Dynamic ad replacement is nothing new, of course. This is possible on fully IP television streams, like you see on an iPad or when watching through a Smart TV app (having entered the app to instigate IP viewing sessions, like a broadcast player service). In this case, the programme itself is streamed in IP and the ads are also streamed in IP (increasingly inserted into the stream on the server-side, but sometimes stitched into the stream at device level). Meanwhile, in the all-broadcast world, dynamic advertising insertion/replacement is possible using proprietary systems like Sky’s AdSmart. These typically download and store replacement ads on a DVR hard drive so those advertisements can be inserted into a broadcast channel while someone watches it in real-time.
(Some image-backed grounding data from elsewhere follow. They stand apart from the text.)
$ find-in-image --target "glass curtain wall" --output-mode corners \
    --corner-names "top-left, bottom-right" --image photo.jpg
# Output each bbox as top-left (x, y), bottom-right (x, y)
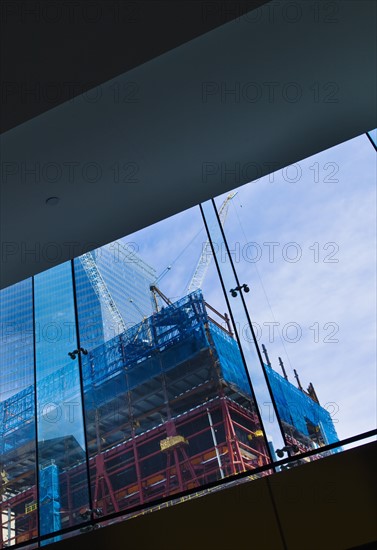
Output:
top-left (0, 131), bottom-right (375, 546)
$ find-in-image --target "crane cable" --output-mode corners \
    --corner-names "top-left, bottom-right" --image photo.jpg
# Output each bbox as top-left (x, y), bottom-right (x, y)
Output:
top-left (153, 226), bottom-right (205, 299)
top-left (231, 195), bottom-right (295, 375)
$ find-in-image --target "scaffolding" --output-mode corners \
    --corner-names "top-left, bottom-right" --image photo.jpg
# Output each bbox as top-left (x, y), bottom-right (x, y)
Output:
top-left (0, 290), bottom-right (340, 546)
top-left (39, 463), bottom-right (61, 537)
top-left (265, 365), bottom-right (340, 451)
top-left (0, 290), bottom-right (269, 546)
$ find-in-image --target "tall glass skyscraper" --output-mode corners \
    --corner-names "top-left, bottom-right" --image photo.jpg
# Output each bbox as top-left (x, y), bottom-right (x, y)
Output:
top-left (74, 255), bottom-right (107, 351)
top-left (0, 242), bottom-right (156, 397)
top-left (91, 239), bottom-right (156, 330)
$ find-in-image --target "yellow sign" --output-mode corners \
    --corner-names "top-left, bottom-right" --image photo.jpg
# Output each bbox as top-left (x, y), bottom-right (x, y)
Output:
top-left (160, 435), bottom-right (188, 451)
top-left (25, 502), bottom-right (38, 514)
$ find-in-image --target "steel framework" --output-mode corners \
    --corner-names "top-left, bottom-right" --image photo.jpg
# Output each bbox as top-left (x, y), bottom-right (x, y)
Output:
top-left (0, 290), bottom-right (339, 547)
top-left (1, 290), bottom-right (269, 547)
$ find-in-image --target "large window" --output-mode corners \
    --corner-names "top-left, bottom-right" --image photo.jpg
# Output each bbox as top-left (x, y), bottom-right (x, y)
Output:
top-left (0, 132), bottom-right (375, 547)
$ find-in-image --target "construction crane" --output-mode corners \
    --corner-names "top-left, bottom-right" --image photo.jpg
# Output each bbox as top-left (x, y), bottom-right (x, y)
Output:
top-left (187, 192), bottom-right (237, 293)
top-left (150, 285), bottom-right (174, 311)
top-left (79, 252), bottom-right (127, 334)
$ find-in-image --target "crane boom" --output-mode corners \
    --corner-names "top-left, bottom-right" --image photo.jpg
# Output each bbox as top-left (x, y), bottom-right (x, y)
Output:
top-left (79, 252), bottom-right (127, 333)
top-left (188, 192), bottom-right (237, 293)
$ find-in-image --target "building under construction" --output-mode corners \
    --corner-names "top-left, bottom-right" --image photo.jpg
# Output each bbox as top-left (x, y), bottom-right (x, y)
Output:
top-left (1, 290), bottom-right (271, 546)
top-left (262, 346), bottom-right (340, 456)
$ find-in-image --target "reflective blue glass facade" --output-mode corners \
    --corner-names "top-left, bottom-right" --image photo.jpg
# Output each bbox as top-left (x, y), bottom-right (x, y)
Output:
top-left (0, 279), bottom-right (37, 547)
top-left (73, 256), bottom-right (105, 351)
top-left (0, 279), bottom-right (34, 400)
top-left (92, 241), bottom-right (156, 329)
top-left (34, 262), bottom-right (90, 539)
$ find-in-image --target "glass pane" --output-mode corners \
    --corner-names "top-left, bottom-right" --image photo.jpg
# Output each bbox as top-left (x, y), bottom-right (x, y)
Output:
top-left (74, 206), bottom-right (271, 517)
top-left (0, 279), bottom-right (37, 547)
top-left (214, 132), bottom-right (376, 457)
top-left (34, 262), bottom-right (91, 540)
top-left (200, 199), bottom-right (286, 456)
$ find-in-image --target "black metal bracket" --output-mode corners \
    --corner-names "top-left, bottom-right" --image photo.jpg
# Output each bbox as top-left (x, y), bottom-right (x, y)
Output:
top-left (229, 283), bottom-right (250, 297)
top-left (68, 347), bottom-right (88, 360)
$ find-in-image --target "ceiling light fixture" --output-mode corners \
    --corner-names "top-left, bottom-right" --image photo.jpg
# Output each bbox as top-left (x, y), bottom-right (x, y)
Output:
top-left (45, 196), bottom-right (60, 206)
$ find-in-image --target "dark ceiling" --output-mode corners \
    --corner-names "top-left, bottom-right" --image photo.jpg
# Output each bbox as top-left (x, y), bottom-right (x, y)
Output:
top-left (1, 0), bottom-right (376, 289)
top-left (0, 0), bottom-right (268, 133)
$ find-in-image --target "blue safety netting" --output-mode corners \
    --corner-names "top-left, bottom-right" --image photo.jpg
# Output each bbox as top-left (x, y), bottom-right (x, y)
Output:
top-left (265, 365), bottom-right (340, 446)
top-left (1, 291), bottom-right (248, 438)
top-left (1, 290), bottom-right (339, 453)
top-left (39, 462), bottom-right (61, 537)
top-left (81, 290), bottom-right (253, 401)
top-left (208, 322), bottom-right (251, 396)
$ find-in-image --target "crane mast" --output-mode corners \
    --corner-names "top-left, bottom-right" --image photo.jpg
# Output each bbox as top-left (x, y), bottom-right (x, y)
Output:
top-left (187, 192), bottom-right (237, 292)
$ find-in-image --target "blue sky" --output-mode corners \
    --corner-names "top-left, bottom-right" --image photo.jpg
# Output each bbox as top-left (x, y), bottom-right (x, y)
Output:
top-left (124, 132), bottom-right (376, 445)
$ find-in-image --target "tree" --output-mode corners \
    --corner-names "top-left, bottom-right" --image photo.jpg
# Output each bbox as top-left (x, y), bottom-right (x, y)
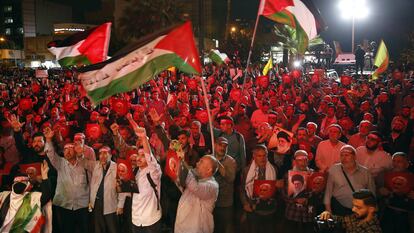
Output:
top-left (273, 25), bottom-right (324, 67)
top-left (400, 32), bottom-right (414, 66)
top-left (117, 0), bottom-right (184, 43)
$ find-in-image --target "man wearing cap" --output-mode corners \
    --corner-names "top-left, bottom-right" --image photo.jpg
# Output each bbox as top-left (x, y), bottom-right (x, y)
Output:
top-left (348, 120), bottom-right (373, 149)
top-left (306, 122), bottom-right (322, 149)
top-left (210, 115), bottom-right (246, 173)
top-left (324, 145), bottom-right (375, 216)
top-left (213, 137), bottom-right (237, 233)
top-left (356, 131), bottom-right (392, 180)
top-left (284, 150), bottom-right (320, 233)
top-left (79, 146), bottom-right (126, 233)
top-left (315, 124), bottom-right (346, 172)
top-left (43, 127), bottom-right (90, 233)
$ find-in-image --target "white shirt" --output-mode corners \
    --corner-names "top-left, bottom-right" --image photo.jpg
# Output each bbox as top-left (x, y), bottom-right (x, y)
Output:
top-left (356, 146), bottom-right (392, 178)
top-left (45, 142), bottom-right (89, 210)
top-left (131, 153), bottom-right (162, 227)
top-left (315, 140), bottom-right (346, 172)
top-left (175, 171), bottom-right (219, 233)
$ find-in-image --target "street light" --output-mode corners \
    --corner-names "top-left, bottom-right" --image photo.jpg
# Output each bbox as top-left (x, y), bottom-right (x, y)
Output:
top-left (0, 37), bottom-right (5, 42)
top-left (338, 0), bottom-right (369, 53)
top-left (231, 26), bottom-right (237, 33)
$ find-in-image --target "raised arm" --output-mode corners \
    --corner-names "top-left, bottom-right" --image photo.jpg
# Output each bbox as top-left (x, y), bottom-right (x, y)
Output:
top-left (43, 127), bottom-right (62, 170)
top-left (40, 160), bottom-right (52, 207)
top-left (185, 170), bottom-right (218, 200)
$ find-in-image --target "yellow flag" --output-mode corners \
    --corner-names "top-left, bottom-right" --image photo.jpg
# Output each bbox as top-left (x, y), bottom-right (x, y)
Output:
top-left (371, 40), bottom-right (389, 80)
top-left (263, 57), bottom-right (273, 75)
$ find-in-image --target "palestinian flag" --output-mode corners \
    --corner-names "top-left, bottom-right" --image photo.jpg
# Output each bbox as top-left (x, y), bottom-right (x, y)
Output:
top-left (259, 0), bottom-right (326, 54)
top-left (209, 49), bottom-right (230, 65)
top-left (48, 22), bottom-right (111, 67)
top-left (78, 21), bottom-right (201, 105)
top-left (371, 40), bottom-right (389, 80)
top-left (263, 56), bottom-right (273, 75)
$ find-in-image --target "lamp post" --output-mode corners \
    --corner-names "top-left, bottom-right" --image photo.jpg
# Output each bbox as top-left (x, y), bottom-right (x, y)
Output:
top-left (338, 0), bottom-right (369, 53)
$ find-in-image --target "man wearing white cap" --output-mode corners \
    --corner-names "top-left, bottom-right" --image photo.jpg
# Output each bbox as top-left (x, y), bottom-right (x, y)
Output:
top-left (315, 124), bottom-right (346, 172)
top-left (324, 145), bottom-right (375, 216)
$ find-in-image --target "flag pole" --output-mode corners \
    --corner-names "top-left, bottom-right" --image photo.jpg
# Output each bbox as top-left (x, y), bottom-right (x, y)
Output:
top-left (199, 76), bottom-right (215, 154)
top-left (241, 0), bottom-right (263, 92)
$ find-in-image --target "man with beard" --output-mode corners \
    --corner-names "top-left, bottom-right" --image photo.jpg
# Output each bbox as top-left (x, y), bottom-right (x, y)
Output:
top-left (348, 120), bottom-right (373, 149)
top-left (306, 122), bottom-right (322, 148)
top-left (315, 124), bottom-right (346, 172)
top-left (189, 120), bottom-right (212, 157)
top-left (240, 145), bottom-right (277, 233)
top-left (0, 161), bottom-right (51, 232)
top-left (383, 116), bottom-right (411, 154)
top-left (324, 145), bottom-right (375, 216)
top-left (356, 131), bottom-right (392, 180)
top-left (319, 104), bottom-right (338, 139)
top-left (8, 114), bottom-right (57, 191)
top-left (212, 137), bottom-right (237, 233)
top-left (270, 131), bottom-right (293, 179)
top-left (379, 152), bottom-right (414, 233)
top-left (44, 127), bottom-right (90, 233)
top-left (320, 189), bottom-right (382, 233)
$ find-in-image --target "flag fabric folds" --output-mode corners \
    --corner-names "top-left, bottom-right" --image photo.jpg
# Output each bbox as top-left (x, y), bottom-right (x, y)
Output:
top-left (24, 205), bottom-right (45, 233)
top-left (263, 57), bottom-right (273, 75)
top-left (78, 21), bottom-right (201, 105)
top-left (259, 0), bottom-right (325, 54)
top-left (209, 49), bottom-right (230, 65)
top-left (371, 40), bottom-right (389, 80)
top-left (48, 22), bottom-right (111, 67)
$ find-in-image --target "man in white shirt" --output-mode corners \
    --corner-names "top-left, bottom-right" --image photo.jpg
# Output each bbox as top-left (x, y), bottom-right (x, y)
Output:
top-left (130, 125), bottom-right (162, 233)
top-left (175, 155), bottom-right (219, 233)
top-left (315, 124), bottom-right (346, 172)
top-left (356, 131), bottom-right (392, 179)
top-left (44, 127), bottom-right (89, 233)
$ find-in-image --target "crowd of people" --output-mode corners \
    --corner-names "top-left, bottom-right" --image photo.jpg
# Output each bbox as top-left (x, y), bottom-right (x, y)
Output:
top-left (0, 59), bottom-right (413, 233)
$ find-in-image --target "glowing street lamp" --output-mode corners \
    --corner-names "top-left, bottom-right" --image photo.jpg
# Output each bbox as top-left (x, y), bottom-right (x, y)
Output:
top-left (0, 37), bottom-right (5, 42)
top-left (338, 0), bottom-right (369, 53)
top-left (231, 26), bottom-right (237, 33)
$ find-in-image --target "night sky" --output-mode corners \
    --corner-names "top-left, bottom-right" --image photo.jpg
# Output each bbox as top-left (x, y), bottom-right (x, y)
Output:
top-left (232, 0), bottom-right (414, 60)
top-left (49, 0), bottom-right (414, 60)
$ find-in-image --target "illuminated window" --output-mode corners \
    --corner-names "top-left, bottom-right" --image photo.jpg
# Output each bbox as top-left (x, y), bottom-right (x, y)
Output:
top-left (17, 27), bottom-right (24, 34)
top-left (5, 28), bottom-right (11, 35)
top-left (4, 6), bottom-right (12, 12)
top-left (4, 18), bottom-right (13, 24)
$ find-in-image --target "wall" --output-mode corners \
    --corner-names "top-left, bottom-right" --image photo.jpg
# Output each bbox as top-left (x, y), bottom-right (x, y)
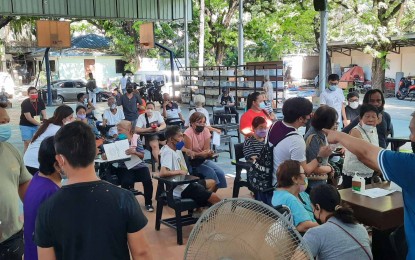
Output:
top-left (57, 55), bottom-right (123, 87)
top-left (331, 46), bottom-right (415, 80)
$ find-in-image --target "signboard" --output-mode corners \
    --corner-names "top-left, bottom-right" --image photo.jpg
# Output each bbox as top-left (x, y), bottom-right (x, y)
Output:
top-left (139, 22), bottom-right (155, 49)
top-left (36, 21), bottom-right (71, 48)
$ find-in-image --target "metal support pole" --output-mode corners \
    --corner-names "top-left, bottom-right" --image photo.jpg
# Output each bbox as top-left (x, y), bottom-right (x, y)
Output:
top-left (318, 10), bottom-right (328, 98)
top-left (45, 47), bottom-right (52, 106)
top-left (184, 0), bottom-right (189, 68)
top-left (155, 43), bottom-right (175, 97)
top-left (238, 0), bottom-right (244, 66)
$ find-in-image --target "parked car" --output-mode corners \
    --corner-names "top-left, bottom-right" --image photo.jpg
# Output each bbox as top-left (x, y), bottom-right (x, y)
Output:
top-left (41, 79), bottom-right (111, 104)
top-left (0, 72), bottom-right (16, 98)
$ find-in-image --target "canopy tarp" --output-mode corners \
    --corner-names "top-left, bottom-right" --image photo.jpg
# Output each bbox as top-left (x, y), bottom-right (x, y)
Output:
top-left (340, 66), bottom-right (364, 82)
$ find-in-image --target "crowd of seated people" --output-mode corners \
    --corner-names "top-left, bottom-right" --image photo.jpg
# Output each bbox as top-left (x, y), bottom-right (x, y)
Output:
top-left (4, 74), bottom-right (415, 260)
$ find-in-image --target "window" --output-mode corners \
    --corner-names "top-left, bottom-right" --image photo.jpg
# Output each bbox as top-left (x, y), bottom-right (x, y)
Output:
top-left (62, 82), bottom-right (74, 88)
top-left (115, 59), bottom-right (127, 73)
top-left (49, 60), bottom-right (56, 72)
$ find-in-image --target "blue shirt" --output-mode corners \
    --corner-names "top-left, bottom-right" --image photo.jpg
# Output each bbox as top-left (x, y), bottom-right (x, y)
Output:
top-left (378, 150), bottom-right (415, 259)
top-left (272, 190), bottom-right (315, 227)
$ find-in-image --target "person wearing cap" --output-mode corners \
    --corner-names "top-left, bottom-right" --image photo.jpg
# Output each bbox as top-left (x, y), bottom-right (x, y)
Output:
top-left (216, 88), bottom-right (239, 124)
top-left (344, 91), bottom-right (361, 127)
top-left (302, 184), bottom-right (372, 259)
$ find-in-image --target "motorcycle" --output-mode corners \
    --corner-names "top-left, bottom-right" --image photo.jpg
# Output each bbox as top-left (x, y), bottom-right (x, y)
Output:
top-left (146, 80), bottom-right (164, 105)
top-left (396, 77), bottom-right (415, 100)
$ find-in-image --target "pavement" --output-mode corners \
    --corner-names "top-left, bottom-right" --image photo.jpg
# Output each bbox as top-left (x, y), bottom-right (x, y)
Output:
top-left (5, 94), bottom-right (414, 177)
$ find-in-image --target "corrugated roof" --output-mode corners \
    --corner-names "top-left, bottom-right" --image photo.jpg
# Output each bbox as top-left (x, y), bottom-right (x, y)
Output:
top-left (71, 34), bottom-right (111, 49)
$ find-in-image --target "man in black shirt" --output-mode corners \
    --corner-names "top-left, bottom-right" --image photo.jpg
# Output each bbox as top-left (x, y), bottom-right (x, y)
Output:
top-left (118, 83), bottom-right (143, 127)
top-left (19, 87), bottom-right (47, 152)
top-left (35, 121), bottom-right (152, 260)
top-left (344, 91), bottom-right (361, 127)
top-left (215, 88), bottom-right (239, 124)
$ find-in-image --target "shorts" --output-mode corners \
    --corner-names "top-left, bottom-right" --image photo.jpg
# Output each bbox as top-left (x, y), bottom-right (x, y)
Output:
top-left (146, 132), bottom-right (166, 142)
top-left (181, 180), bottom-right (212, 207)
top-left (19, 125), bottom-right (38, 141)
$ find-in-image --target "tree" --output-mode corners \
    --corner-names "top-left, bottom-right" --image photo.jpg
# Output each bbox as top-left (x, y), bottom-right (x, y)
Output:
top-left (331, 0), bottom-right (414, 91)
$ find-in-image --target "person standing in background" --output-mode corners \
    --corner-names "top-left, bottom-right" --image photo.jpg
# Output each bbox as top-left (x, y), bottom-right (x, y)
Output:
top-left (119, 83), bottom-right (142, 127)
top-left (86, 73), bottom-right (97, 106)
top-left (120, 72), bottom-right (128, 94)
top-left (263, 75), bottom-right (275, 109)
top-left (19, 87), bottom-right (47, 152)
top-left (320, 74), bottom-right (347, 127)
top-left (344, 91), bottom-right (361, 127)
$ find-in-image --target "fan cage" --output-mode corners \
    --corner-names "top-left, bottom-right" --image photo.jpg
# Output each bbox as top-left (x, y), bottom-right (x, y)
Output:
top-left (184, 198), bottom-right (313, 260)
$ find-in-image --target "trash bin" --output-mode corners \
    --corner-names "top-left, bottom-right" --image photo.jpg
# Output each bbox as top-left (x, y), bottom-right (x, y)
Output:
top-left (40, 88), bottom-right (57, 104)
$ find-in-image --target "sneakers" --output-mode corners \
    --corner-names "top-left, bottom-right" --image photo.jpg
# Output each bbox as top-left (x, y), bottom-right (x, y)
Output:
top-left (145, 204), bottom-right (154, 212)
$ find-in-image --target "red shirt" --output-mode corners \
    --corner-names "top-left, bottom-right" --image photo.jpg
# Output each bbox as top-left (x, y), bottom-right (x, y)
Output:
top-left (239, 109), bottom-right (272, 136)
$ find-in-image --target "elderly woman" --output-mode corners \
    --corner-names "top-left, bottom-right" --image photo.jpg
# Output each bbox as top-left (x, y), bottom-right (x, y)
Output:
top-left (304, 105), bottom-right (336, 192)
top-left (303, 184), bottom-right (372, 259)
top-left (271, 160), bottom-right (318, 233)
top-left (184, 112), bottom-right (227, 191)
top-left (185, 94), bottom-right (221, 134)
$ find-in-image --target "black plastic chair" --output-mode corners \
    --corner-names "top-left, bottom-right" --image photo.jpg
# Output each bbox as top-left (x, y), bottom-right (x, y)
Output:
top-left (389, 225), bottom-right (407, 260)
top-left (154, 175), bottom-right (200, 245)
top-left (230, 143), bottom-right (253, 198)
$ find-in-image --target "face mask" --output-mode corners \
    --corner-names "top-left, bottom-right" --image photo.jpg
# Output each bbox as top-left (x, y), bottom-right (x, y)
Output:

Unlike these IP-into-IP and broadcast-into-broadcast ad replacement approaches, the companies backing the HbbTV standards have been working on what amounts to an IP-into-broadcast hybrid. Using HbbTV to present IP-delivered ads in front of a broadcast channel (e.g. when you tune in) and now for inserting IP-delivered ads where there would otherwise have been a broadcast-delivered ad, has great potential for the free-to-air market. German broadcasters are particularly supportive of the concept.
The RTLplus deployment this week did not involve any targeting, if you discount the idea that the minority of viewers with the latest (HbbTV 2.0) Smart TVs represent a target audience. However, there is clear potential to use this technology to target audiences in future based on demographics or other factors (like lifestyle attributes) if broadcasters can gather sufficient data about the homes involved. Thus the HbbTV technologies provide one potential route to targeted ads in free-to-air broadcast markets.
Thorsten Schütte-Gravelaar, General Manager at Smartclip, comments: “As an addressable TV specialist, we are delighted that HbbTV 2.0 is now becoming more concrete. The ad switch for Ferrero successfully proved the opportunities to better exploit both marketing sales and potential. The market will be able to exploit addressable TV in commercial breaks through the extended [HbbTV] standard, HbbTV 2.0.”
Eddy Perner, Senior Media Manager at Ferrero, says: “We have an extensive range of products that find favour with a mass audience yet also serve various specific target groups. For this reason, an opportunity to customise TV advertising is extremely interesting for us. We did not have to think twice about taking part in this pilot.”